Pub Date: Oct. 15th, 2002
ISBN: 0-679-44663-X
Publisher: Knopf

The renowned, larger-than-life politician comes in for respectful but critical treatment at the hands of debut biographer Dalton (History/Phillips Academy, Andover).

Theodore Roosevelt wasn’t exactly a self-made man—he came from wealth and what passed for aristocracy in mid-19th-century New York—but he did labor endlessly to improve in every conceivable way not only himself but also the record he would leave to history. One result of those efforts, Dalton observes, was his steady emergence as a cultural icon; he won hands-down, for instance, a contemporary magazine’s poll of its readers to determine who was “the greatest man in the United States.” Another result was a tangled, partial historical record through which his biographer bravely carves a path, tossing aside the merely worshipful on one hand and the merely damning on the other.
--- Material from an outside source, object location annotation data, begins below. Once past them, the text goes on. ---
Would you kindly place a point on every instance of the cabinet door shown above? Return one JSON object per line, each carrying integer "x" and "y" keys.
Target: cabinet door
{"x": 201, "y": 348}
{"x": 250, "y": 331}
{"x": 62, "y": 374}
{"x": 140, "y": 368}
Sorting fact from myth, she delivers a portrait that questions some of Roosevelt’s stands (his glorification of war and early lack of interest in women’s rights) even as it yields an admiring assessment of his accomplishments. The author turns up material that has not been widely discussed outside professional historical literature, including Roosevelt’s dispatches from Cuba during the Spanish-American War, in which he called his commanding general an “unwieldy swine” and railed that “the President [McKinley] & Secretary [of War] are causing dreadful loss of life.” Interestingly, she also charts Roosevelt’s evolution from callow racist to human-rights champion, and from a privileged caricature out of the Gilded Age to a trust-busting crusader who urged that the US would remain forever backward unless it equalized wealth and curbed the power of corporations. These transitions make him very much a man for our time, one whom aspiring politicians would do well to study.

Cast slightly in the shadow by the recent works of better-known biographers (Edmund Morris’s Theodore Rex and Louis Auchincloss’s Theodore Roosevelt, both 2001), this nonetheless ranks high among the available portraits of the rough-riding president.